Let’s summarize the RMSEs of the different models we developed along this project:
results_table <- tibble(Model = c("Benchmark", "Movie Bias", "Movie & User Biases", "Regularised Movie & User Biases"), RMSE = c(RMSE_1, RMSE_2, RMSE_3, RMSE_4))
results_table %>%
knitr::kable()
| Model | RMSE |
|---|---|
| Benchmark | 1.0603313 |
| Movie Bias | 0.9423475 |
| Movie & User Biases | 0.8567039 |
| Regularised Movie & User Biases | 0.8566952 |
The “Regularised Movie and User Biases” Model being the one with the lowest RMSE, we will now apply it to the “final_holdout_test” dataset. The fact that the “final_holdout_test” dataset comprises about 10% of the edx dataset observations shall further reduce its RMSE.

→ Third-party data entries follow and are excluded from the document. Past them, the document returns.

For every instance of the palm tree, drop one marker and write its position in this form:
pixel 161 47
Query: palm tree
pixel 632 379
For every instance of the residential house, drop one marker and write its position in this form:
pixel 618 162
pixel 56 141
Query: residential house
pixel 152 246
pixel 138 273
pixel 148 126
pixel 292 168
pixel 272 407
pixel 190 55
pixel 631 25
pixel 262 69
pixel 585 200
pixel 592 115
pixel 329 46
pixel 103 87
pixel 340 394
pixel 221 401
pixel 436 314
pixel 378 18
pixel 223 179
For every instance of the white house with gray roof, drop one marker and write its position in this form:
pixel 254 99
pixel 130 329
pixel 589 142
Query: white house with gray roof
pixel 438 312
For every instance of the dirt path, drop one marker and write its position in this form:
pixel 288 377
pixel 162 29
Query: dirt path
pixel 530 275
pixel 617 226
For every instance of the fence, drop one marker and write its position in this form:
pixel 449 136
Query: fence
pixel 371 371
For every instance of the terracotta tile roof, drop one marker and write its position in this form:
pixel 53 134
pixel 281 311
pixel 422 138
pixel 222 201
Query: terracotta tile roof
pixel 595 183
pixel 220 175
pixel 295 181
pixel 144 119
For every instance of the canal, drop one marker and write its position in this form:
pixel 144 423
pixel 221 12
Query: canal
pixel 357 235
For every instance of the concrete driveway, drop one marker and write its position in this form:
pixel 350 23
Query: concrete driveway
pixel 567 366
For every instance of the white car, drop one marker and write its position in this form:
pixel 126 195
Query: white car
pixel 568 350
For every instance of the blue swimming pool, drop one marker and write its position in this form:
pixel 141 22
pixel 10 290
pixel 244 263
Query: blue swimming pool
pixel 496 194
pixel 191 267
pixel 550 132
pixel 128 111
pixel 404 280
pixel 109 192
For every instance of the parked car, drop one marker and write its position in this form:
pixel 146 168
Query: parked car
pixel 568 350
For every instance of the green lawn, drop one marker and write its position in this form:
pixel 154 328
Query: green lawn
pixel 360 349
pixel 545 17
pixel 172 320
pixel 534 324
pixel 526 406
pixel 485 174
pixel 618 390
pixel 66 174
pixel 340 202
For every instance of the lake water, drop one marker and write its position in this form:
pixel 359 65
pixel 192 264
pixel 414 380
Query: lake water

The model: \[Y_{u,i} = \mu + b_{m} + b_{u} + \epsilon_{u, i}\] With \(Y_{u,i}\) = predicted rating, \(\mu\) = the average rating, \(b_{m}\) = the movie effects, \(b_{u}\) = the user effects and \(\epsilon_{u,i}\) = independent errors centred at 0.
#Defining "lambda" for "final_holdout_test" dataset
lambdasReg2 <- seq(0, 10, 0.25)
RMSEreg2 <- sapply(lambdasReg2, function(l){
edx_mu2 <- mean(final_holdout_test$rating)
bm <- final_holdout_test %>%
group_by(movieId) %>%
summarize(bm = sum(rating - edx_mu2)/(n() + l))
bu <- final_holdout_test %>%
left_join(bm, by = 'movieId') %>%
group_by(userId) %>%
summarize(bu = sum(rating - bm - edx_mu2)/(n() + l))
predicted_ratings <- final_holdout_test %>%
left_join(bm, by = "movieId") %>%
left_join(bu, by = "userId") %>%
mutate(pred = edx_mu2 + bm + bu) %>%
.$pred
return(RMSE(predicted_ratings, final_holdout_test$rating))
})
#Applying model to "final_holdout_test
bm <- final_holdout_test %>%
group_by(movieId) %>%
summarize(bm = sum(rating - edx_mu)/(n() + lambda))
bu <- final_holdout_test %>%
left_join(bm, by = "movieId") %>%
group_by(userId) %>%
summarize(bu = sum(rating - bm - edx_mu)/(n() + lambda))
pred_reg <- final_holdout_test %>%
left_join(bm, by = "movieId") %>%
left_join(bu, by = "userId") %>%
mutate(predictions = edx_mu + bm + bu) %>%
.$predictions
# Computing RMSE
RMSE_final2 <- RMSE(final_holdout_test$rating, pred_reg)
resultfinal2_table <- tibble(Model = "Regularised Movie & User Biases", RMSE = RMSE_final2)
resultfinal2_table %>%
knitr::kable()
| Model | RMSE |
|---|---|
| Regularised Movie & User Biases | 0.8258487 |
With a RMSE at 0.8258, the objective of the exercise has been achieved !
While we built a machine learning model to predict movie ratings in the MovieLens Dataset that matches the requirements of this exercise, it is clear that we could have gone further at building a stronger model by taking in account other perspective such as “Movie Age”, “Genre”, etc. We could have as well developped more complex models based on, for example, Distributed Random Forest or many more. We focused on the most basic model development: we achieved our goal.